Surely the point of s19 is to actually move a human being from one place to another - not to engage in theoretical bureaucracy with a view to easing costs and making re-admission easier once the patient turns up?!

Nothing prevents the Trust working quickly upon re-detention to mean the patient is taken somewhere other than the private hospital.

Jones MHA Manual does state there is nothing preventing the H4 transfer authority being completed whilst the patient is AWOL but physical admission of the patient will need to take place to the hospital named in part 1 of the form within 28 days of the form being completed (signed/dated). There is also nothing explicit within the MHA or Code that says the patient can’t then be taken to the hospital named in part 1 of the H4 within 28 days/or before the s2 expires (by those authorised to do so) and then for the receiving hospital to receipt the patients physical admission by completing part 2 of the H4 and sending a copy to the original detaining authority.

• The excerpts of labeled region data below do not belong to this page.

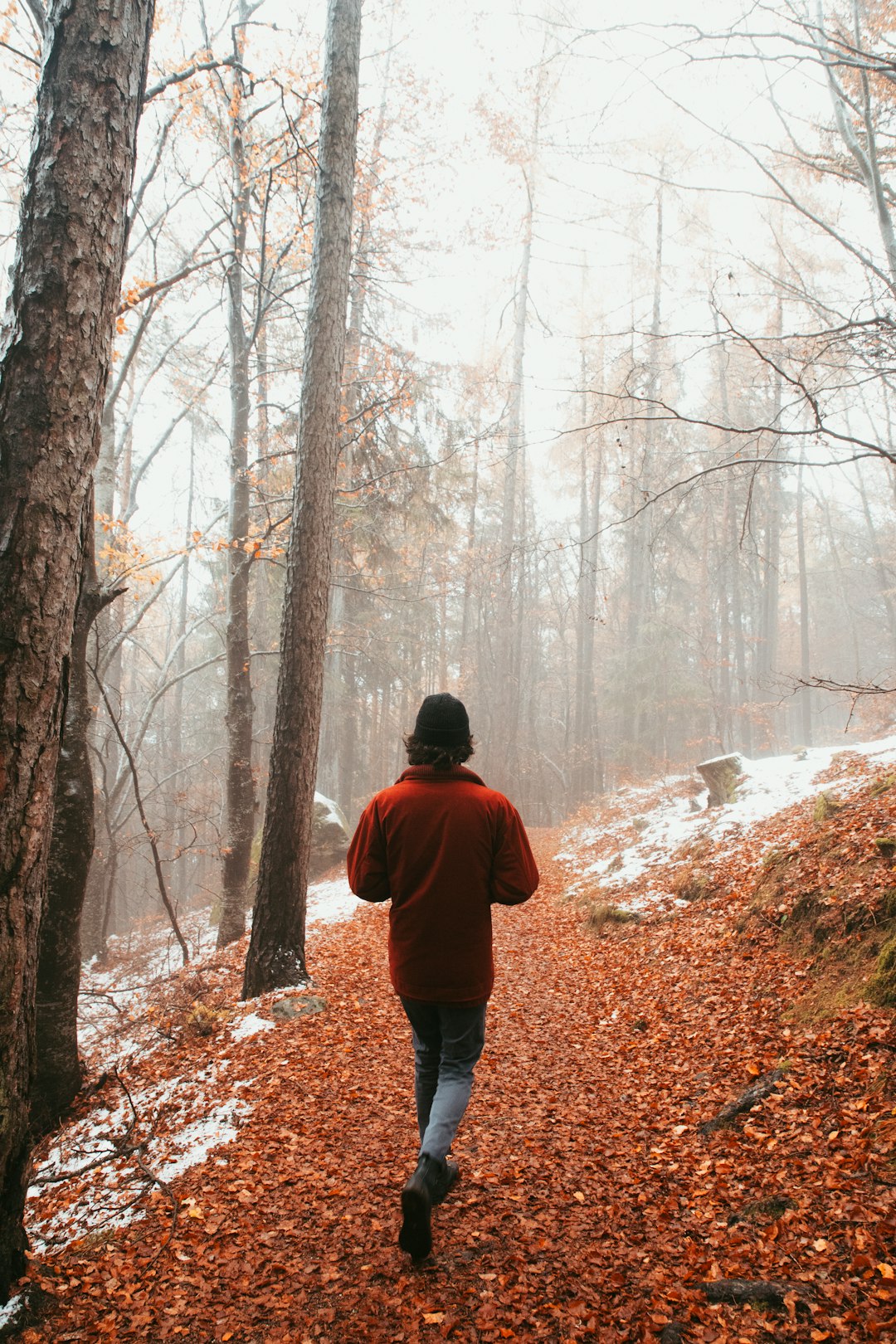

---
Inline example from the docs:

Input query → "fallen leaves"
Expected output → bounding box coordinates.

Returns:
[12,768,896,1344]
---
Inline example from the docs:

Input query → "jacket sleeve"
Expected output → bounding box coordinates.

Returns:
[345,798,392,900]
[492,802,538,906]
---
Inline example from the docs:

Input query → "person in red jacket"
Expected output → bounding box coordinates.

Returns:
[348,694,538,1259]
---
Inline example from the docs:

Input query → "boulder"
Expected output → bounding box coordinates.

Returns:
[697,752,744,808]
[308,793,352,882]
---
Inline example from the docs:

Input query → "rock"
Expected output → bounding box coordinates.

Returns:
[697,752,744,808]
[270,995,326,1021]
[308,793,352,882]
[728,1195,796,1227]
[811,793,844,824]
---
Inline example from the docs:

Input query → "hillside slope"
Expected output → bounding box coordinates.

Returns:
[3,754,896,1344]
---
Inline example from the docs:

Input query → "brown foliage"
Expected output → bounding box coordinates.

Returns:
[12,768,896,1344]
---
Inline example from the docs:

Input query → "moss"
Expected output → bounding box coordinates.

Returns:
[868,934,896,1008]
[728,1195,796,1227]
[880,887,896,921]
[587,903,640,933]
[672,869,712,900]
[811,791,844,824]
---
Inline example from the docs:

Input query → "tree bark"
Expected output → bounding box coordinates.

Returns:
[243,0,362,999]
[31,507,125,1138]
[0,0,153,1300]
[217,0,256,947]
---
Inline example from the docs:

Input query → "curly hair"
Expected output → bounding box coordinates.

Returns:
[404,733,475,770]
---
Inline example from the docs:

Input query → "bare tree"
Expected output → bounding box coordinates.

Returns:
[0,0,153,1298]
[243,0,362,997]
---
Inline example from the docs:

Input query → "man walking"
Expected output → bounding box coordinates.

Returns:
[348,694,538,1259]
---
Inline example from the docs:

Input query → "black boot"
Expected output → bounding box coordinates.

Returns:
[397,1153,442,1259]
[432,1158,460,1205]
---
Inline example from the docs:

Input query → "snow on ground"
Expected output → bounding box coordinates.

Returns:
[26,1060,251,1251]
[27,878,358,1250]
[556,734,896,910]
[28,734,896,1247]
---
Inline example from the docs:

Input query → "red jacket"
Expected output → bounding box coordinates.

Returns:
[348,765,538,1004]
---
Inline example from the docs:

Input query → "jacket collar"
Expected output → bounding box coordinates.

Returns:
[395,765,485,787]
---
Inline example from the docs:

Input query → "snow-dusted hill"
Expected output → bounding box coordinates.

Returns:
[556,734,896,910]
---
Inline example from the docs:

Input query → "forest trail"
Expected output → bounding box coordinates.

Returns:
[16,832,894,1344]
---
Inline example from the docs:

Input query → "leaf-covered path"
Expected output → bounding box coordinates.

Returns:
[12,833,896,1344]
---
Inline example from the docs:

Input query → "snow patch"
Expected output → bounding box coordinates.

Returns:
[555,734,896,910]
[0,1293,26,1331]
[231,1012,277,1040]
[308,878,358,923]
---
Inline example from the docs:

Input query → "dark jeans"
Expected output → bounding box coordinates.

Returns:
[402,999,485,1161]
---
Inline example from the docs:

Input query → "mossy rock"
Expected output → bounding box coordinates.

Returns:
[868,934,896,1008]
[728,1195,796,1227]
[672,869,712,900]
[587,904,640,933]
[811,791,844,822]
[880,887,896,919]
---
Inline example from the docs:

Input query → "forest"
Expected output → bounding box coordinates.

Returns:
[0,0,896,1337]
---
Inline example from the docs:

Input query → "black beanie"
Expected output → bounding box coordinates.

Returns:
[414,691,470,747]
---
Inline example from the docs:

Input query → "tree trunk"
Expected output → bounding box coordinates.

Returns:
[0,0,153,1300]
[243,0,362,999]
[31,508,124,1138]
[217,0,256,947]
[796,458,811,747]
[492,185,528,793]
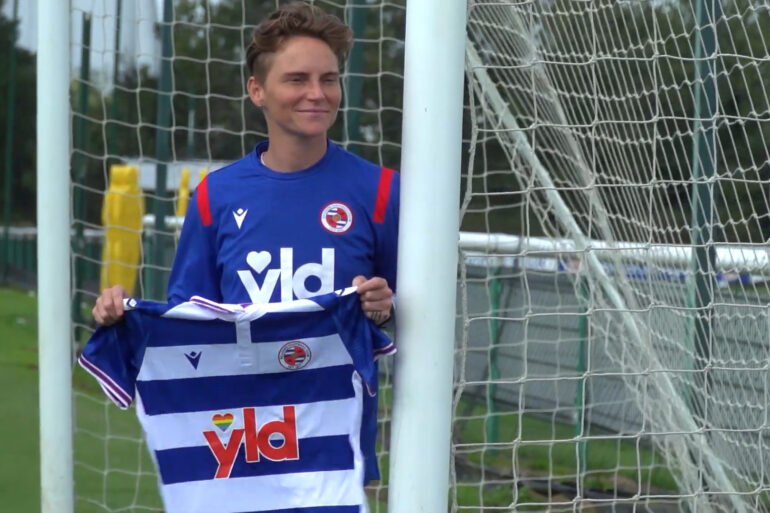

Firstly it is not for the ICB to state that they want the patient discharged on the basis of costs. If s.23 has not be invoked nor any Manager’s Hearing or MHRT. Then the patient continues to require assessment/treatment.

I have know patients to be discharged in their absence if they cannot be tracked/supervised.

For H4, you will need the physical body. No hospital will be accepting a patient if there is nothing for them to accept but a piece of paper. Besides, if a patient has gone AWOL, their risk factor has also risen. There maybe a question of a requirement of one-to-one or a more secure facility depending on the circumstances or context of how the patient went AWOL in the first place.